The scope of this review is concerned solely with whether the HSE was justified, under section 15(1)(a) of the FOI Act, in refusing the applicant’s request for access to the statement submitted by his line manager to NMBI in response to a complaint he had made against that individual.

Analysis and Findings

Section 15(1)(a) of the FOI Act provides that a request for access to records may be refused if the records sought either do not exist or cannot be found after all reasonable steps to ascertain their whereabouts have been taken. The Commissioner’s role in such cases is to review the decision of the FOI body and to decide whether the decision was justified. This Office must have regard to the evidence available to the decision maker in arriving at his/her decision. The evidence in “search” cases generally consists of the steps actually taken to search for the records along with miscellaneous other information about the record management practices of the FOI body, insofar as those practices relate to the records in question.

In its engagements with this Office, the HSE stated that the complaint at issue in this case was made by the applicant to the NMBI and not to the HSE. It stated that the line manager did not provide the HSE with any information relating to that complaint and as such, it does not hold the record sought. It said the line manager confirmed that she had received a letter about the complaint that had been sent to her personal email address. She said she was not seeking support from her line manager on the matter and had not provided her with a copy. The relevant Director of Nursing and Business Manager were contacted and they confirmed that no NMBI or human resources type complaints had been received in relation to the applicant’s line manager.

Having considered the HSE’s explanation as to why it does not hold the statement sought by the applicant, I am satisfied that the HSE was justified in refusing access to the record on the ground that it does not hold the record sought. I should add that while the FOI Act defines records held by a public body as including records under the control of the body, I am satisfied that the record sought in this case is not under the control of the HSE.

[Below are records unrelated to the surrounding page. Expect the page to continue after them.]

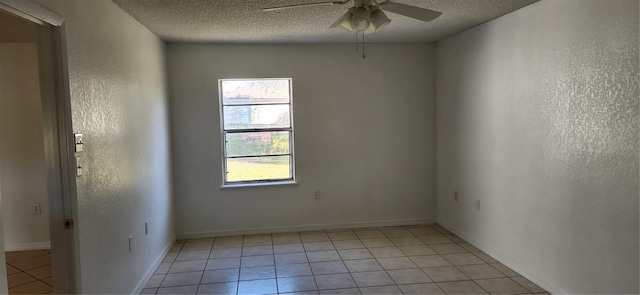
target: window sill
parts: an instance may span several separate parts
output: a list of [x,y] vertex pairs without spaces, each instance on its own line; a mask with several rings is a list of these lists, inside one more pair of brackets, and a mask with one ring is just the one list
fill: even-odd
[[237,183],[237,184],[223,184],[220,186],[222,189],[229,188],[242,188],[242,187],[261,187],[261,186],[280,186],[280,185],[297,185],[298,182],[295,180],[287,180],[287,181],[274,181],[274,182],[264,182],[264,183]]

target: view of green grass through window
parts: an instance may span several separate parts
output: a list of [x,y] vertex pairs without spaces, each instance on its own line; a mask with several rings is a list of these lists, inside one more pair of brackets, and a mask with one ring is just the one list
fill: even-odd
[[224,183],[293,179],[290,79],[220,80]]

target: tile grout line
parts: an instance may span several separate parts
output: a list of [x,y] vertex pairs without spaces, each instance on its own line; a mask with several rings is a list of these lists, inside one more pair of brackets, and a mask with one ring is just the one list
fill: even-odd
[[[391,242],[391,244],[394,244],[393,241],[391,241],[391,239],[389,238],[389,236],[387,236],[387,234],[385,234],[382,230],[380,230],[380,228],[378,227],[378,230],[386,237],[387,240],[389,240],[389,242]],[[412,234],[413,235],[413,234]],[[395,245],[395,244],[394,244]],[[396,246],[397,247],[397,246]],[[379,247],[382,248],[382,247]],[[367,248],[368,249],[368,248]],[[399,249],[399,248],[398,248]],[[402,250],[400,250],[400,252],[402,252]],[[404,252],[402,252],[404,254]],[[402,291],[402,289],[400,289],[400,287],[398,286],[398,283],[396,282],[396,280],[393,279],[393,277],[391,276],[391,274],[389,274],[389,271],[382,265],[382,263],[380,263],[380,261],[378,260],[378,257],[375,257],[374,255],[374,259],[378,262],[378,264],[380,264],[380,266],[382,267],[382,270],[384,270],[384,272],[387,274],[387,276],[389,276],[389,278],[391,279],[391,281],[395,284],[395,287],[398,288],[398,290],[400,290],[400,292],[402,294],[404,294],[404,291]],[[407,256],[407,259],[409,259],[409,257]],[[411,261],[411,263],[413,263],[415,266],[418,266],[417,264],[415,264],[413,262],[413,260],[409,259],[409,261]],[[390,286],[390,285],[389,285]],[[379,287],[384,287],[384,286],[379,286]],[[360,292],[362,293],[362,292]]]
[[[429,226],[428,228],[435,230],[435,231],[436,231],[436,232],[438,232],[440,235],[443,235],[442,233],[440,233],[437,229],[435,229],[435,228],[434,228],[434,227],[432,227],[432,226]],[[443,235],[443,236],[444,236],[444,235]],[[418,237],[416,237],[416,238],[418,238]],[[444,257],[442,257],[442,254],[440,254],[438,251],[436,251],[436,250],[434,250],[433,248],[431,248],[431,247],[429,246],[429,244],[428,244],[428,243],[424,242],[424,241],[423,241],[422,239],[420,239],[420,238],[418,238],[418,240],[420,240],[420,242],[423,242],[423,243],[424,243],[424,245],[425,245],[425,246],[427,246],[429,249],[431,249],[434,253],[436,253],[436,255],[437,255],[437,256],[440,256],[440,258],[442,258],[442,259],[444,259],[445,261],[449,262],[449,261],[448,261],[448,260],[446,260]],[[452,241],[452,242],[453,242],[453,241]],[[403,251],[403,252],[404,252],[404,251]],[[413,261],[413,260],[412,260],[412,261]],[[453,265],[453,264],[452,264],[452,265]],[[418,266],[418,267],[419,267],[419,266]],[[444,291],[444,289],[442,289],[442,287],[440,287],[440,285],[438,284],[438,282],[436,282],[433,278],[431,278],[431,277],[429,276],[429,274],[427,274],[427,273],[424,271],[424,269],[422,269],[422,267],[419,267],[419,268],[420,268],[420,270],[422,270],[422,272],[424,272],[424,273],[427,275],[427,277],[429,277],[429,279],[431,279],[431,281],[433,282],[433,284],[434,284],[434,285],[436,285],[436,287],[438,287],[438,289],[440,289],[442,292],[445,292],[445,293],[446,293],[446,291]],[[456,269],[457,269],[457,268],[456,268]],[[465,276],[466,276],[466,274],[465,274]]]
[[[362,243],[362,241],[360,241],[360,238],[358,238],[358,235],[356,235],[356,233],[353,231],[353,229],[350,229],[350,232],[356,236],[356,238],[358,239],[357,241]],[[331,240],[331,238],[329,238],[329,240]],[[362,294],[362,291],[360,291],[360,288],[358,287],[358,283],[356,283],[356,279],[353,277],[353,275],[351,274],[351,271],[349,270],[349,268],[347,268],[347,264],[344,263],[344,259],[342,258],[342,255],[340,255],[340,252],[338,251],[338,249],[336,248],[336,245],[333,243],[333,240],[331,240],[331,245],[333,245],[333,248],[336,249],[336,252],[338,253],[338,256],[340,257],[340,261],[342,262],[342,264],[344,265],[344,268],[347,270],[347,273],[349,274],[349,277],[351,278],[351,280],[353,281],[353,284],[355,285],[355,288],[358,289],[358,292],[360,294]],[[364,244],[362,244],[364,246]],[[366,249],[366,248],[365,248]],[[367,252],[369,252],[369,250],[367,249]],[[371,254],[371,252],[369,252],[369,254]],[[371,255],[373,256],[373,255]],[[337,289],[334,289],[337,290]]]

Had the applicant made a complaint to the HSE in relation to a human resources issue, I would expect the HSE to hold copies of records relating to that complaint. However, that is not what happened in this case. Instead, he made a complaint to the independent body that is charged with examining complaints about the behaviour, conduct, practice or health of registered nurses or registered midwives. As such, I am satisfied that the record sought would properly be held by the NMBI.

In conclusion, therefore, I find that the HSE was justified in refusing access to the record sought on the ground that it does not hold the record.

Decision

Having carried out a review under section 22(2) of the FOI Act, I hereby affirm the decision of the HSE to refuse the applicant’s request for access to the statement submitted by his line manager to NMBI under section 15(1)(a) of the FOI Act.

Right of Appeal

Section 24 of the FOI Act sets out detailed provisions for an appeal to the High Court by a party to a review, or any other person affected by the decision. In summary, such an appeal, normally on a point of law, must be initiated not later than four weeks after notice of the decision was given to the person bringing the appeal.